Since this time I have had to learn how to deal with and manage with my lifelong symptoms. I will take antibiotics daily for the rest of my life as well as Creon to aid digestion as I have developed Exocrine Pancreatic Insufficiency which means I find it hard to digest fats, carbohydrates and protein. I have malabsorption which means I suffer with ongoing fatigue and have regular iron infusions as my body refuses to absorb it for itself! I am continuously monitored for diabetes and told that this is an inevitability. I have reactive hypoglycaemia and at times struggle to regulate my sugar levels. This has led to neuropathic damage that is currently under investigation. My bloods have never returned to normal and are monitored constantly. I am still in some discomfort especially after eating and I take food supplement drinks to remain at a healthy weight. I see a dietician regularly. I am proud to say that I have pushed myself to return to work but still only manage 4 days a weeks.

So this is what led me to raising money for this charity and in particular the Clinical Pioneer Awards as I want to help not only to find a way of diagnosing pancreatic cancer earlier and a cure, but also to help those like me who are fortunate enough to not have had cancer but who live with the lifelong effects of having part of the pancreas removed. I feel that there is very little information and that often symptoms of pain are dismissed or attributed to a different complaint. Before this surgery I was a fit, never sat still type of person. It's taking me a long time to accept the new me.

I am sharing my story(in rather a lot of detail!) to help others. If just one person reads it and recognises the symptoms early then that’s one more person who might be as fortunate as me. If I hadn’t have had family and friends that nagged me to keep going back to the GP it may have been much worse by the time it was found.

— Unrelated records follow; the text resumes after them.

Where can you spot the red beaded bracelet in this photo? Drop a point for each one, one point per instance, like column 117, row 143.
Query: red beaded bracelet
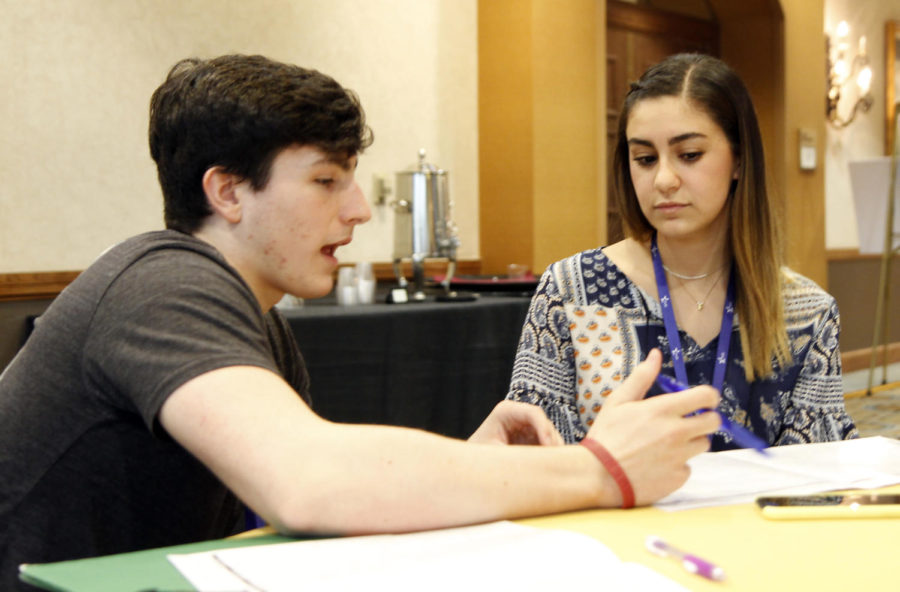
column 615, row 470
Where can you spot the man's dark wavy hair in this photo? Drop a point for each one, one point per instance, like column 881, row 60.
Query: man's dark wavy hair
column 238, row 112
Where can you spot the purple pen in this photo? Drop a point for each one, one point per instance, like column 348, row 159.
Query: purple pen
column 741, row 435
column 692, row 563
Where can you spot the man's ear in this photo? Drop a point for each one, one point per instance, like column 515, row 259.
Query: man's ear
column 221, row 192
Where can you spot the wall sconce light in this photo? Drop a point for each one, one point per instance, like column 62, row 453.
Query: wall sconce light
column 842, row 69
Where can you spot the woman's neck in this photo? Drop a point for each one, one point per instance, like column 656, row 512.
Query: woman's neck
column 695, row 256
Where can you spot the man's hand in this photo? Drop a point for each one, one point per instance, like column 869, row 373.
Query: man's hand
column 511, row 422
column 653, row 439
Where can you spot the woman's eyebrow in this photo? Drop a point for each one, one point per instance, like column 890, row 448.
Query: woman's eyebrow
column 672, row 141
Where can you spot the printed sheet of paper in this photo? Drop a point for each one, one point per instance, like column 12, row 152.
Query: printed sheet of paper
column 496, row 556
column 739, row 476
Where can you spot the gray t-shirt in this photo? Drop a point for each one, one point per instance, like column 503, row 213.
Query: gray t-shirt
column 85, row 467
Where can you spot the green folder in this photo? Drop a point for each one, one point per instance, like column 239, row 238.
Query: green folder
column 143, row 571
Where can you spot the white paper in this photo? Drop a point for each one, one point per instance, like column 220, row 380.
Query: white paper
column 739, row 476
column 871, row 183
column 496, row 556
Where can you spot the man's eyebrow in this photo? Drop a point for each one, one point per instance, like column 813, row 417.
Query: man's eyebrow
column 672, row 141
column 341, row 161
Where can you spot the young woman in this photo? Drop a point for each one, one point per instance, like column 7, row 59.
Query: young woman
column 699, row 276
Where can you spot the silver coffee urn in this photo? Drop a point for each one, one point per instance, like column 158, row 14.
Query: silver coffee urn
column 423, row 226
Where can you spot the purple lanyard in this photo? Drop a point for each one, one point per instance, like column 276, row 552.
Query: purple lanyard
column 672, row 327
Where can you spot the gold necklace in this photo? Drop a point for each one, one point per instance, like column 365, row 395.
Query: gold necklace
column 701, row 303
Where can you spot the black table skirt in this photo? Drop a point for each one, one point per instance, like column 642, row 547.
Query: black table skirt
column 438, row 366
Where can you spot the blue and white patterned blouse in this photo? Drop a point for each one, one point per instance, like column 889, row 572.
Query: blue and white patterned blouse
column 589, row 325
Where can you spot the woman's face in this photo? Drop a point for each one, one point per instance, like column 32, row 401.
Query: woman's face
column 681, row 166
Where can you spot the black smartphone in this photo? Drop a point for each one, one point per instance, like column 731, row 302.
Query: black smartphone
column 830, row 505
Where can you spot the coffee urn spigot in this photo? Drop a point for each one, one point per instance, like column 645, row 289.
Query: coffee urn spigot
column 423, row 224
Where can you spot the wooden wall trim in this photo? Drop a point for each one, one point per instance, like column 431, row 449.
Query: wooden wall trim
column 860, row 359
column 34, row 285
column 850, row 255
column 48, row 284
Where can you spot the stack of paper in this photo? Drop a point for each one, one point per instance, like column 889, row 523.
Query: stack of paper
column 496, row 556
column 738, row 476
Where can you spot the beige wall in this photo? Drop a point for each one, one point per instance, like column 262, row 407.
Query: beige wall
column 864, row 138
column 77, row 77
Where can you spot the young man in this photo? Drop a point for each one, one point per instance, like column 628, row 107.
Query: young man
column 162, row 383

It’s unacceptable that more than half of people diagnosed with pancreatic cancer die within 3 months. Survival rates have improved enormously for most cancers, yet for pancreatic cancer, this is not the case.

This why I want to raise as much money as possible to support Pancreatic Cancer UK. Thank you so much to all those who have already signed up for the Winter Ball. Looking forward to a great night of fun with a special crowd of friends and family.

Pancreatic Cancer UK is dedicated to taking on this injustice using every possible means. They're supporting people with pancreatic cancer now, campaigning, and funding vital research to transform the future. Help them to make the breakthroughs that people with pancreatic cancer so desperately need.